In one of Coleridge's greatest poems, published the same year as his Hymn to Earth, the reckless Mariner of an ill-fated ship, having shot an albatross, is condemned to wander the earth in penance like one that hath been stunned / And is of sense forlorn, the dead bird strung around his neck as a reminder of his guilt.  Unlike the Ancient Mariner, we do not live in an age of holy-men and hermits. Nor can we rely on spirits from a shipwrecked earth to guide us, and untangle the mutilated mess our species has made of his bounteous home.  But neither should we need to.  Our planet is one of replenishing goodness, which in the words of Freda Davis
Shields the living grain
Absorbs the early sunshine
And holds the gentle rain. 
We are blessed by a sun which lights up our darkness, which ripens fruit to harvest  and which warms the living land, and by springs and water which satiate the roots of trees - providers of life and defences against floods and global warming, and which nourish the earth and its animals.
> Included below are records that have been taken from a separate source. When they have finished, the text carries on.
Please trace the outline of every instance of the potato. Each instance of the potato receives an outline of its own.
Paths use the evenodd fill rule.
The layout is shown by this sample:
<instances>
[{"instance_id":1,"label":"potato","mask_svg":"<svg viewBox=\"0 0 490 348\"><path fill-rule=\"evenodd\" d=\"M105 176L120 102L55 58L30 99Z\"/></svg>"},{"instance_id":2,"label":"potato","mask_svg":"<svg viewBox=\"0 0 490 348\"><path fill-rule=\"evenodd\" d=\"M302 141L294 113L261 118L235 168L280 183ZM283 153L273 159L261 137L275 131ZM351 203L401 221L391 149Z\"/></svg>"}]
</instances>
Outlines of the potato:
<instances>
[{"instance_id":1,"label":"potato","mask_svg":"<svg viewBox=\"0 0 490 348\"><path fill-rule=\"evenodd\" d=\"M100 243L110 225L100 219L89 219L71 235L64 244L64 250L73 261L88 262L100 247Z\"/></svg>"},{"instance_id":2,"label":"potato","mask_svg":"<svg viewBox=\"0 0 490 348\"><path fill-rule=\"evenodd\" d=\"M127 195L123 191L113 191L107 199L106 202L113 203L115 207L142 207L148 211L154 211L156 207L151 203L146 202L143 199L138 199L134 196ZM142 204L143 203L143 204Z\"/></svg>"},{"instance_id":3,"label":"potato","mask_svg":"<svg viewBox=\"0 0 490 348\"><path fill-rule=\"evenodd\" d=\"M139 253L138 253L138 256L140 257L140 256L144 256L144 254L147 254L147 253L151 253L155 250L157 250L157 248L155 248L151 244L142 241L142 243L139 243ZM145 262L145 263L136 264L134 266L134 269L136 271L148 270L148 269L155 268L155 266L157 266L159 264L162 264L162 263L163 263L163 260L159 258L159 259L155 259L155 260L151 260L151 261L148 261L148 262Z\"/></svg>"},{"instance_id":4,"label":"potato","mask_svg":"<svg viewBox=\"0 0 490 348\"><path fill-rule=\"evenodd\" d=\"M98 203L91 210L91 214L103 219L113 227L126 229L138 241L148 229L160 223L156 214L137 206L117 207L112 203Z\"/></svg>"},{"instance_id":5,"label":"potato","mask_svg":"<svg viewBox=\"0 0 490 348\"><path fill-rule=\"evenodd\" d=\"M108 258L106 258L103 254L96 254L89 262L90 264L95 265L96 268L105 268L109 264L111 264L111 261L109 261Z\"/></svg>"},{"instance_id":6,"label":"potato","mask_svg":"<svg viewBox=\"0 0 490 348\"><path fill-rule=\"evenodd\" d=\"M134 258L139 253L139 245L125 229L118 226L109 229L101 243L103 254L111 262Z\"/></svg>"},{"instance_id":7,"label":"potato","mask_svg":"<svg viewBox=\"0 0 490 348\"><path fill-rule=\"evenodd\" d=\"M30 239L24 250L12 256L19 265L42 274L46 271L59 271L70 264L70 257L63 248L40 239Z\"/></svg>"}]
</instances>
In Freda's poem, the word "living" appears twice.  The words "dead" or "death" do not feature once.  Although it holds a mirror to the terrors of Man's impact, Harvest Song is also a poem of beauty, and of hope.  It is no accident that the poem fills two facing pages: its first two celebratory stanzas, like a condensed Hymn to Earth, on one, and the concluding stanzas in which madness of the Anthropocene threatens to destroy / the earth your mother on the facing page.  It is a picture of the world in two halves - one peaceful, one nightmarish. Or two possible versions of our future.  A future in which, if the earth is to provide us with the replenishing, renewing and redeeming life force for which she is credited by both Freda Davis and her poetic predecessor Samuel Taylor Coleridge, she must be respected and repaired, honoured and loved, as the green goddess who feeds her own - the mother of the mother of she who gave you birth.  Political pressure, as well as changes and restraints to our industrial, agricultural, dietary and personal practises, must be enacted in order to reverse the tragic tide of environmental destruction - or we as a species will be condemned, like Coleridge's Mariner, to remain forever burdened with the albatross of a ruined earth, already hanging heavy around our neck.